Sense of proportion for data volumes: Why "a lot" is not a size

We think of data volumes in adjectives, not numbers. This leads to architectures with phantom dimensions and blocks the simplest solutions.

(Image: ZenitX / Shutterstock.com)

at 9:15 am CEST

14 min. read

Developer

By

Golo Roden

A few days ago, two articles were published that are still on my mind. One is an interview I conducted with Hannes Mühleisen, the co-creator of DuckDB. The other is an article I wrote shortly after for our company blog, arguing that a read model in an event sourcing system often doesn't need a database at all, but can easily fit in memory. Both texts stand side by side, concern different architectural levels, and yet they have the same core argument: The standard architecture we reflexively choose is far more often oversized than we think.

What occupies me with both texts, however, is less their respective statements than the reaction that such statements typically trigger. When I suggest keeping a read model simply in RAM, or when someone argues with Hannes's data points that a single machine is sufficient for the vast majority of analytical loads, the most common reaction is not disagreement, but disbelief. And this disbelief, as far as I can tell, is not a logical problem but a perception problem. It has to do with the fact that developers today have hardly any feel for data volumes.

Golo Roden is the founder and CTO of the native web GmbH. He works on the design and development of web and cloud applications and APIs, with a focus on event-driven and service-based distributed architectures. His guiding principle is that software development is not an end in itself, but must always follow an underlying technical expertise.

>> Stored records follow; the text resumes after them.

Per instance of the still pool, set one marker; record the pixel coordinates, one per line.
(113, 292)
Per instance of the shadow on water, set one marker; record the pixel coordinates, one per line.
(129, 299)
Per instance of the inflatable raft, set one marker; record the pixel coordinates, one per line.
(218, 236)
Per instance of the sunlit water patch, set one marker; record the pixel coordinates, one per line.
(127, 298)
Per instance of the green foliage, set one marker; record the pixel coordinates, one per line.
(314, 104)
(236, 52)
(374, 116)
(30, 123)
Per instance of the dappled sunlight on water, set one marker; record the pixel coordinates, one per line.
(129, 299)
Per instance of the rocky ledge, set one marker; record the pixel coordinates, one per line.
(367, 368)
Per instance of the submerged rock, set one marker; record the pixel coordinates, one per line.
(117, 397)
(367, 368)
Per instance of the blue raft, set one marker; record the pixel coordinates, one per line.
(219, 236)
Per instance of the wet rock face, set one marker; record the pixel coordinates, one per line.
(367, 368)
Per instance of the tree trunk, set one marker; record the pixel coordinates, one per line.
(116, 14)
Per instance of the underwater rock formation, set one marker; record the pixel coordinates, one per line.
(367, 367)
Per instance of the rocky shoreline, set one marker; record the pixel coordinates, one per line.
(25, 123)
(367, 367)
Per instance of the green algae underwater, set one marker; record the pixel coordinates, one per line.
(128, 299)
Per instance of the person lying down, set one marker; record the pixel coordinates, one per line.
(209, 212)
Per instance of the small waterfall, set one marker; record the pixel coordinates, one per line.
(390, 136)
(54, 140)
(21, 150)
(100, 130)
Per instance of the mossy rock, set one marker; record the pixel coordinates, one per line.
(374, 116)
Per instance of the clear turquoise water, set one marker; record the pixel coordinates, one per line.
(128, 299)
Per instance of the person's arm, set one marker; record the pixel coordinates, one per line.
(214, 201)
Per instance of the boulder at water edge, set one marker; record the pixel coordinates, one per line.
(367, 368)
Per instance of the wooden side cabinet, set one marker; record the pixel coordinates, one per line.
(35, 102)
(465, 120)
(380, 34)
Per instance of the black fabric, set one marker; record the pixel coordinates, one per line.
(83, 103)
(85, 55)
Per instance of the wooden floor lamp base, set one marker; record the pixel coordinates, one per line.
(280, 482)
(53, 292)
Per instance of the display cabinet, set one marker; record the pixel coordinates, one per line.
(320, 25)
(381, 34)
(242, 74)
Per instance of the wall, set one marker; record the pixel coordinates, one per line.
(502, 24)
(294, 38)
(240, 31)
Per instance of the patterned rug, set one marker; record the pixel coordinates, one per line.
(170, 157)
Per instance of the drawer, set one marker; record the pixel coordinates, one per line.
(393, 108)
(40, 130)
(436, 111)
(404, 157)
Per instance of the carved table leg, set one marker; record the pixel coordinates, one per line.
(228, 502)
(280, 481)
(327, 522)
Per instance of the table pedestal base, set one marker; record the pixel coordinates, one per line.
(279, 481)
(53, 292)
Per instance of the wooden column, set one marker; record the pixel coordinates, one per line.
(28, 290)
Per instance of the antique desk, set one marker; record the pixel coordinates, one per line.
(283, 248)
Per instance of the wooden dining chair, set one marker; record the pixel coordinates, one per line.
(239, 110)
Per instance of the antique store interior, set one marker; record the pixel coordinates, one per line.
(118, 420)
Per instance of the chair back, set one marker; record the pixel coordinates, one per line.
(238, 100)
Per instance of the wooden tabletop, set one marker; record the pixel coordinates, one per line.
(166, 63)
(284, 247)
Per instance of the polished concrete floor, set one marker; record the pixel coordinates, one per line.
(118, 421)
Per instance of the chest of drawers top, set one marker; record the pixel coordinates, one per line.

Two observations, one common punchline

For years, Hannes Mühleisen has advocated the position that distributed systems are simply oversized for most analytical workloads. His argument rests on three pillars. Hardware has become enormously more powerful, the architectures of modern database systems have become more mature, and above all, an empirical analysis of Snowflake and Redshift by Fivetran shows that even the 99.9th percentile of queries on these distributed systems scans only about 300 GByte. This means: More than 99 percent of all queries running on a full-fledged distributed cloud database would run without problems on a single node. This is not an ideological position, but a hard number.

My own argument operates on a wholly different level but reaches the same conclusion. In an event sourcing system, the events are the only binding truth. A read model is a derived view of these events, a projection that takes exactly the form required by a specific query. This property leads to a remarkable consequence: A read model is dispensable. It can be discarded at any time and rebuilt from the events. Thus, the requirement for persistence is eliminated, as it already lies elsewhere. With it, the main reason for using a database for the read side disappears.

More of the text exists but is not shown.